Cierpka-Kmiec Katarzyna, Wronska Agata, Kmiec Zbigniew
Department of Hypertension and Diabetology, Medical University of Gdansk, Poland, Gdańsk, Poland.
Department of Histology, Medical University of Gdansk, Poland.
Folia Histochem Cytobiol. 2019;57(1):1-14. doi: 10.5603/FHC.a2019.0001. Epub 2019 Mar 14.

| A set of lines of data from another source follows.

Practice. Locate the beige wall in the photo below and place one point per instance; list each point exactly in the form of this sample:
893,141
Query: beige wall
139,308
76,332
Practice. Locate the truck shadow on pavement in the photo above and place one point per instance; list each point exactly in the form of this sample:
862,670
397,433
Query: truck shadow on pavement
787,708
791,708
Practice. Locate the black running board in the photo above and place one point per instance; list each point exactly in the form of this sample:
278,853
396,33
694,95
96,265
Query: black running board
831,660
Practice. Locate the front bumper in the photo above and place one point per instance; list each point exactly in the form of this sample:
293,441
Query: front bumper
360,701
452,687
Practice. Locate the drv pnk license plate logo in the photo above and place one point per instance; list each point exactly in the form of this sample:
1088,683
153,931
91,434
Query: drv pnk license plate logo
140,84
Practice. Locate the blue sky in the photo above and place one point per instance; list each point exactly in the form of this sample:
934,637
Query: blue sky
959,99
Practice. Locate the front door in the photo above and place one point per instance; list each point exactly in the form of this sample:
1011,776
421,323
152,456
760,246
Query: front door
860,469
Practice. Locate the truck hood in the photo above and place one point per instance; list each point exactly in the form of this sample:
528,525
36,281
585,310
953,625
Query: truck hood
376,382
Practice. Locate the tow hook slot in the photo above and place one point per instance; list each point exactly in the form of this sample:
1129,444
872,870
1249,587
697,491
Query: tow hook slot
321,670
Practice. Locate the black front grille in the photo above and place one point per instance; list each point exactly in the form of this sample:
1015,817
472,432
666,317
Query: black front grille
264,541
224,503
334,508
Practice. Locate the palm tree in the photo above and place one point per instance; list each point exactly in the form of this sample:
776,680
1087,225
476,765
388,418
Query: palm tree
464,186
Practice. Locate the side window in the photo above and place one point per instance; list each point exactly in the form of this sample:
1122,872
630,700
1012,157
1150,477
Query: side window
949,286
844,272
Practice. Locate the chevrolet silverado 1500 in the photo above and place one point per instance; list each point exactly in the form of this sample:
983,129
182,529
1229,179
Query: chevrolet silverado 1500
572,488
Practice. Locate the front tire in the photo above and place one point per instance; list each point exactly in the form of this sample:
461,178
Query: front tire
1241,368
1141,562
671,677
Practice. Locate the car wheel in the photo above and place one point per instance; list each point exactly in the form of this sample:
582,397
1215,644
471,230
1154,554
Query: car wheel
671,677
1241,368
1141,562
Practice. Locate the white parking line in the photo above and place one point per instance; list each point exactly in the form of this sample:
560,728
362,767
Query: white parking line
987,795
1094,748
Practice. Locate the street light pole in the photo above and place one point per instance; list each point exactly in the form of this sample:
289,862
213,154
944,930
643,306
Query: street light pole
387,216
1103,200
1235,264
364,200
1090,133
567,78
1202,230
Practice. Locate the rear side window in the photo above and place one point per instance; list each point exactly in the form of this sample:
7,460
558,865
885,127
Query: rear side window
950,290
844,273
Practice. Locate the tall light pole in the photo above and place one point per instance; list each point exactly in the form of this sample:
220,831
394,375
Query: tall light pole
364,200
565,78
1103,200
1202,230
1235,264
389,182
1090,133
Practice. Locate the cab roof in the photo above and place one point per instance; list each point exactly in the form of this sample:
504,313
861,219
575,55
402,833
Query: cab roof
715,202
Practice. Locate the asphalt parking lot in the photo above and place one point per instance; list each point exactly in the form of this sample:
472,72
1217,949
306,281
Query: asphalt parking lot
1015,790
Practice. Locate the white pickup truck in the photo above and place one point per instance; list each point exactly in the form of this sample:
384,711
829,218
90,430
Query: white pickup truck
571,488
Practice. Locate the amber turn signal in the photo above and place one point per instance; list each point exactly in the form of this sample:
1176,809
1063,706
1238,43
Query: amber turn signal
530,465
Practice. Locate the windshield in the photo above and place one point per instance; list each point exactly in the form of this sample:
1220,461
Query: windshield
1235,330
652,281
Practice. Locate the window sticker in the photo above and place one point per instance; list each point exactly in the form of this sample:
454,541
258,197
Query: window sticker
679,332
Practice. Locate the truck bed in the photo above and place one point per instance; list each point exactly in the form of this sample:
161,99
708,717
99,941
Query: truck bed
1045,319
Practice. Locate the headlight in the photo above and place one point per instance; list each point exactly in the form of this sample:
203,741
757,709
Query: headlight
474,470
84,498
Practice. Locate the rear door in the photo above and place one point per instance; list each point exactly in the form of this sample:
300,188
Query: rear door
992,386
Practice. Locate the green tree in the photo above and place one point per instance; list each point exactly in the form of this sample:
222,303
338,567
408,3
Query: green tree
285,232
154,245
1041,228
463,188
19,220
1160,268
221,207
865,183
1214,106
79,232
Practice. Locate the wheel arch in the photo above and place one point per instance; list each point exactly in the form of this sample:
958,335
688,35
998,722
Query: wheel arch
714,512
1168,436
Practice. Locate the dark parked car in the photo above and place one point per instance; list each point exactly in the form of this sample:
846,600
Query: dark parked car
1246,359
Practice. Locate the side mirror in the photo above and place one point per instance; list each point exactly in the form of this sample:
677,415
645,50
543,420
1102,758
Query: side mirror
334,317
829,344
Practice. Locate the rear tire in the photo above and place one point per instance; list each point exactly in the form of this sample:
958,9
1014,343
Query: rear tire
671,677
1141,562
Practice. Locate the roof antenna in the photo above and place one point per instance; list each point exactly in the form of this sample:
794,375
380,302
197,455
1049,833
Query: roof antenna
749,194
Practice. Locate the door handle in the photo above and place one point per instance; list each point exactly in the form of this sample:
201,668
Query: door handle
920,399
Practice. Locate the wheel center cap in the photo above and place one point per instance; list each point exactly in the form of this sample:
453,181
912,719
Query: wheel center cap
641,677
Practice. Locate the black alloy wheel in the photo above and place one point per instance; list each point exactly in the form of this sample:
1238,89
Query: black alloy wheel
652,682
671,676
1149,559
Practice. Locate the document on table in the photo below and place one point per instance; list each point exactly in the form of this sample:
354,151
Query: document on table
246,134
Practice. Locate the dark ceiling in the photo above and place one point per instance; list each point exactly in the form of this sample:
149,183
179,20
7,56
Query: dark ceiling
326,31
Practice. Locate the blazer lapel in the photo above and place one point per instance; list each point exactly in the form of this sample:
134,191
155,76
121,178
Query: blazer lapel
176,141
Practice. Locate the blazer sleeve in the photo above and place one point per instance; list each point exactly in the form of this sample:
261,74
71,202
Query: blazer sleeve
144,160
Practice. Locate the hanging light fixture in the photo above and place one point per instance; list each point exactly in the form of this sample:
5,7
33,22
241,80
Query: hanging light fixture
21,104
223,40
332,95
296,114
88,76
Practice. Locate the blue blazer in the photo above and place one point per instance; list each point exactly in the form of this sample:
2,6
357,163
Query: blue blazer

Diabetes mellitus is a chronic disease that affects hundreds of millions of people worldwide. Type 1 diabetes (T1D) is characterized by the lack of pancreatic β-cells that had been destroyed as a result of an autoimmune response. Therefore, in patients with T1D, the replacement therapy with functional β-cells derived from extrinsic sources could be a preferable option as compared to insulin treatment. Unfortunately, successful transplantation of whole pancreata or pancreatic islets into patients with diabetes is available only to a fraction of them due to the scarcity of donors. The rapid development of cell reprogramming methods made it possible to generate large numbers of human β-like cells derived from human embryonic stem cells (hESCs) or human induced pluripotent stem cells (hiPSCs). This review describes the basis of in vitro differentiaton protocols of β-like cells that mimic changes of the main signaling pathways during the key stages of human and murine pancreas development, which are described first. During the last 15 years it was found that there are no important differences between hESCs and hiPSCs in their differentiation capacities into β-like cells and the expression profiles of the key transcription factors. The in vitro produced β-like cells are immature as demonstrated by functional tests in rodents and single-cell transcriptomic and proteomic analyses. After the transplantation of the β cell progenitors into immunocompromised diabetic mice, a few weeks have to pass before the increased insulin levels in response to glucose load appear. There is a continuous progress in the development of open-type encapsulation devices which allow the vascularization of the transplanted cells and protect them against host's immune cells. The results of the first clinical trial of human partially differentiated endocrine progenitors of β cells transplanted into patients with T1D will be published in the year 2019. It is hoped that further improvements in the techniques of large-scale generation of the β-like cells derived from human pluripotent stem cells will bring us closer to their clinical application as a form of cause-directed therapy for people with diabetes.
糖尿病是一种影响全球数亿人的慢性疾病。1型糖尿病(T1D)的特征是由于自身免疫反应导致胰腺β细胞缺失。因此,与胰岛素治疗相比,用外源性功能β细胞进行替代治疗可能是T1D患者的更优选择。不幸的是,由于供体稀缺,只有一小部分糖尿病患者能够成功接受全胰腺或胰岛移植。细胞重编程方法的快速发展使得从人类胚胎干细胞(hESCs)或人类诱导多能干细胞(hiPSCs)中大量生成人类β样细胞成为可能。本综述首先描述了人类和小鼠胰腺发育关键阶段主要信号通路变化的β样细胞体外分化方案的基础。在过去15年中发现,hESCs和hiPSCs在分化为β样细胞的能力以及关键转录因子的表达谱方面没有重要差异。如在啮齿动物中的功能测试以及单细胞转录组和蛋白质组分析所示,体外产生的β样细胞是不成熟的。将β细胞祖细胞移植到免疫受损的糖尿病小鼠中后,需要几周时间才能出现对葡萄糖负荷的胰岛素水平升高。开放式封装装置的开发不断取得进展,这些装置允许移植细胞血管化并保护它们免受宿主免疫细胞的攻击。将人类部分分化的β细胞内分泌祖细胞移植到T1D患者中的首次临床试验结果将于2019年公布。希望人类多能干细胞来源的β样细胞大规模生成技术的进一步改进能使我们更接近将其作为糖尿病患者病因导向治疗的临床应用。